Как я из класса в класс перекатывался, я не знаю, потому что были предметы, где я не открывал учебник. (А там учебников и не было, кстати сказать.) Надо было слушать лекции, самому конспектировать и по этим конспектам потом учить. Но мы по вечерам брали у французов тетрадку, спешно переписывали на двоих, потом друг друга подтягивали.
Вот наступают выпускные экзамены. Я давлю-давлю на математику, на электромеханику, получаю неплохие отметки. Наконец наступают самые жуткие экзамены: термодинамика и курс вибрации. Я прихожу в класс, заранее зная, что ничего не отвечу — даже не знаю, что это за наука такая… Тут какой-то французик вытаскивает билет и бойко начинает на доске щелкать чисто алгебраическую задачу. А я к алгебраическим задачам имел тяготение, как к кроссвордам. Мне нравилось, как все логично получается, как сокращается, как переходит из плюса в минус, из одного уравнения в другое.

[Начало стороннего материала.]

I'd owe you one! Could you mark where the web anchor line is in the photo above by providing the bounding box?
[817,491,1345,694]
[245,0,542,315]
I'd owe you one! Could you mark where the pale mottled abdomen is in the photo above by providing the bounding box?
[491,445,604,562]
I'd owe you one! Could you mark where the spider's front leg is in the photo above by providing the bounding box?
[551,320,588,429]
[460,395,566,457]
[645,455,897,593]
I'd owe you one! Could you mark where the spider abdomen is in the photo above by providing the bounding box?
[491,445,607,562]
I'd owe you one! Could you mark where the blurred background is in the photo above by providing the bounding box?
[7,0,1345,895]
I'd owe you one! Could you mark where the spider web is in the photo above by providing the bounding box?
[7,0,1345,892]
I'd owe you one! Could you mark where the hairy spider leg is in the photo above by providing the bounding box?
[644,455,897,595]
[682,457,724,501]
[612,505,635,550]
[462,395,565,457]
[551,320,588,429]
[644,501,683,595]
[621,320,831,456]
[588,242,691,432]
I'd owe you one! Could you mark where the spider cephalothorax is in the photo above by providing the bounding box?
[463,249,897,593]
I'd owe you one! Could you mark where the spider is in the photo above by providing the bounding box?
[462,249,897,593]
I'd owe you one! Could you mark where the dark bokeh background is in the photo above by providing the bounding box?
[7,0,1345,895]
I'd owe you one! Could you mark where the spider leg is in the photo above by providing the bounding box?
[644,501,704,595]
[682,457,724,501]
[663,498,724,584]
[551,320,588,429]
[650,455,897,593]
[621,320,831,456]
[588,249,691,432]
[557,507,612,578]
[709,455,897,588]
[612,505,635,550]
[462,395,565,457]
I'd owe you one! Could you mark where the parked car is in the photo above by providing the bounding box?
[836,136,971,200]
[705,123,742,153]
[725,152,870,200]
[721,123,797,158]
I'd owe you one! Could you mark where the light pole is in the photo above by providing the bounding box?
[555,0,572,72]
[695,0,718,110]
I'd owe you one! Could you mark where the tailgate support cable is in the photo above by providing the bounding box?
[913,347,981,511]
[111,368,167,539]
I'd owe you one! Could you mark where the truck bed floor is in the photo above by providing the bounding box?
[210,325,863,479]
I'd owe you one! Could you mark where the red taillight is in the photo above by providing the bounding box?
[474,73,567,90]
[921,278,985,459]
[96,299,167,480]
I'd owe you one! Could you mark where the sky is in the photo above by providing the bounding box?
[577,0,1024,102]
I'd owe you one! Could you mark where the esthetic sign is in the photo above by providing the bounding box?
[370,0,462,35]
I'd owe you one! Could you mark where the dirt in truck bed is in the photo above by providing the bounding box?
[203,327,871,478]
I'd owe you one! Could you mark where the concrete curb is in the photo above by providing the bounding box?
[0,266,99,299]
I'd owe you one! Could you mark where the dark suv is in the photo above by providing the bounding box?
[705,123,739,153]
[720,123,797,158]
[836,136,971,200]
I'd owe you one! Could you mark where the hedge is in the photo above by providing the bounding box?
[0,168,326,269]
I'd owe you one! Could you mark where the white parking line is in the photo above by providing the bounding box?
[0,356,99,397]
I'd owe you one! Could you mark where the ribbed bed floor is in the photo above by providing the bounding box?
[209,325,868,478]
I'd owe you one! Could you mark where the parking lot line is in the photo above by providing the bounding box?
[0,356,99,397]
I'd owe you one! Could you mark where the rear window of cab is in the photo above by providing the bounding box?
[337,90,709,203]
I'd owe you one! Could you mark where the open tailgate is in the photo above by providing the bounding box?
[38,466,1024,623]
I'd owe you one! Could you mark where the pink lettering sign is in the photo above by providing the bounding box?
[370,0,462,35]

Я смотрел-смотрел — и залюбовался. «Старк, ваш билет!» Только я ему дал билет, вдруг страшный грохот за дверью: бум!!! Что такое?! У меня была первая мысль, что внизу в ателье разорвалась какая-нибудь машина. Мы все выскакиваем из класса и видим: один из наших парней, русский (Сведерский, сын генерала Сведерского), лежит с простреленной грудью. Оказывается, накануне он держал экзамен, «засел» и не смог ответить. Тогда сын одного адмирала ему кинул шпаргалочку… А экзамен принимал инспектор — очень невоспитанный, очень необузданный и очень горячий южанин. Он разорался: «А-а-а!!! Вот эти русские!!! Им ни в чем верить нельзя! Мы вложили свои деньги в их железные дороги, а они сделали революцию, мы вместе с ними пошли воевать, а они Брестский мир заключили. И вот теперь вместо того, чтобы честно сдавать экзамен, он не подготовился, а теперь — шпаргалки!.. Вот русские!.. Пошел вон!»